Neatly folded one on top of the other were my nightgowns, underwear, socks, two skirts, and their corresponding blouses. Beside them, were a bible, my toothbrush, a hairbrush, and ribbon. Peculiar, I had no hair to use the ribbon on, and my time away was supposedly temporary. There was a small sewing kit, two small needles and two spools of thread. No scissors. My indoor slippers sat on top of the clothing, and the blanket I had had since my birth was on top of my toiletries. At the last minute my mother added stationery and a pen. She hoped I would write and promised to do the same.

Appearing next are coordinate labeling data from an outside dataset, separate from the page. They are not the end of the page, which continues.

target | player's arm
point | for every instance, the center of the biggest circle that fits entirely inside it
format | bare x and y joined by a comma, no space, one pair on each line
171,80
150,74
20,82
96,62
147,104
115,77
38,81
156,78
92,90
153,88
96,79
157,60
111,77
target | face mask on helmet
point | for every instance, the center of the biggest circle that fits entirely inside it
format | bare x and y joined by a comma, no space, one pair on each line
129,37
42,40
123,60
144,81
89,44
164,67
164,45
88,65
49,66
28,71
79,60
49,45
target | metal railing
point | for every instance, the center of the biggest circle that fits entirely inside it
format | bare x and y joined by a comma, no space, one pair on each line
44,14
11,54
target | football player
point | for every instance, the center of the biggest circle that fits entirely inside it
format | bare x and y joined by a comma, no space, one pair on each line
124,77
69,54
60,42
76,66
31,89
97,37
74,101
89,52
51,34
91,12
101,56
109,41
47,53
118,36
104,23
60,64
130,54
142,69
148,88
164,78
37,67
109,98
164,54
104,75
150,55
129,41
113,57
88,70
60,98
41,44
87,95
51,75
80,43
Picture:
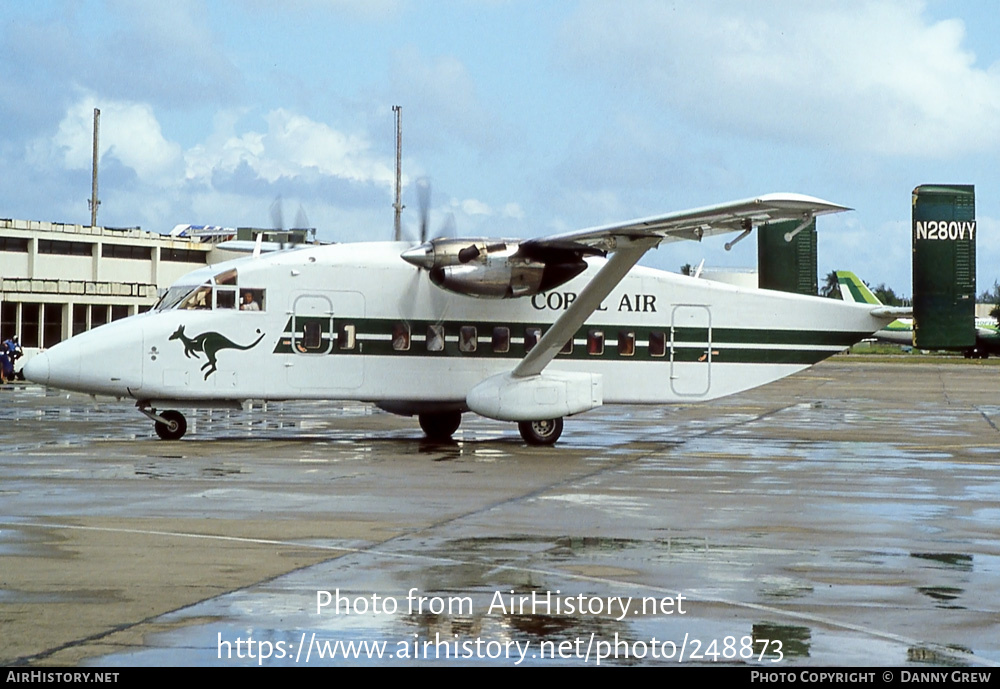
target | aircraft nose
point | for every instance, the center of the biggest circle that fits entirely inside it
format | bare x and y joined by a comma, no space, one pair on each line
37,369
421,256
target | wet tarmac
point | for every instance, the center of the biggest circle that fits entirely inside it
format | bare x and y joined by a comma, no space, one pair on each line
849,515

A black automobile pulled up at eight in the morning on October twenty-ninth. Two stodgy gentlemen dressed in tweed suits entered our home and one took my suitcase. It was placed in the trunk of the car (twenty–six lengthy paces from hallway to trunk). The other man escorted me outside quickly, in case my parents changed their minds. My mother’s hug lingered, she kissed my cheeks and her tears melted into my skin, for a brief moment I even felt loved. My father was emotionless, he spoke to the men quietly and watched from the window as I was led away by the elbow.